It’s a great time to have risk – someone else’s. Suddenly everyone’s screaming for quant risk specialists.
The Robert Walters Salary Survey 2008 says salaries have jumped to AU$135k for quant risk specialists with six plus years’ experience, up from AU$120k last year. In fact, anyone working in risk will be at least 10% better off than in 2007.
Is demand up? “Absolutely,” says Dean Unkles at recruiter Hamilton James Bruce.
“Everyone needs them because it looks as if no one has been using them,” says Simon Solomon at Plan for Life researchers.
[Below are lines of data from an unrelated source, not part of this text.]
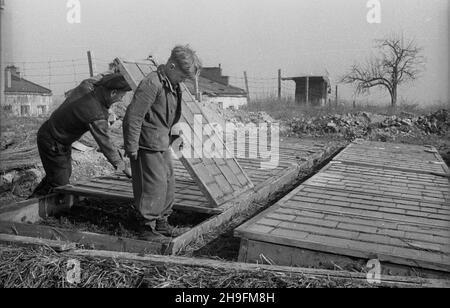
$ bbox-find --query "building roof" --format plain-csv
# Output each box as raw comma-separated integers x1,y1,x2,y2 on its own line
5,67,52,95
185,76,247,96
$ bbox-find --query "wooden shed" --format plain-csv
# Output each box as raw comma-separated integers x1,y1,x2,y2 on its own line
283,76,331,106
Who’s hiring? “Insurers,” says Edmund Gill at Hays.
“Banks and corporates,” says Unkles.
“Fund managers,” says Lee Humphrey at Derwent Executive.
“Boutique hedge funds,” says Chris Cook at recruiter Jon Michel.
What do they want? Pure maths, finance, science and engineering degrees, preferably PhDs topped up with one to six years’ experience.
“Arbitrage, currencies, derivative pricing strategies, Monte Carlo simulations and macro-econometric stress testing: the more complex the work experience, the better,” says Laurence Tempany at recruiter Reed Banking and Finance.
“Pure quantitative funds make a science of modelling, trying to eliminate the subjective human bias from investment choices. It takes extreme mathematical and econometric skill to create systems and quant screens. Now it will take equal skill to track and revise those systems,” says Derwent’s Humphrey.
Humphrey says bonuses for quant risk types vary. Away from the front line, they’re likely to be anything from 30-50%. But for those working closely with traders or asset managers 50-100% is the norm.
Robert Walters expects more demand in 2008, more salary rises and more retention strategies to get and keep high-calibre staff.
That sounds like a no-risk guarantee for anyone thinking of becoming a quant.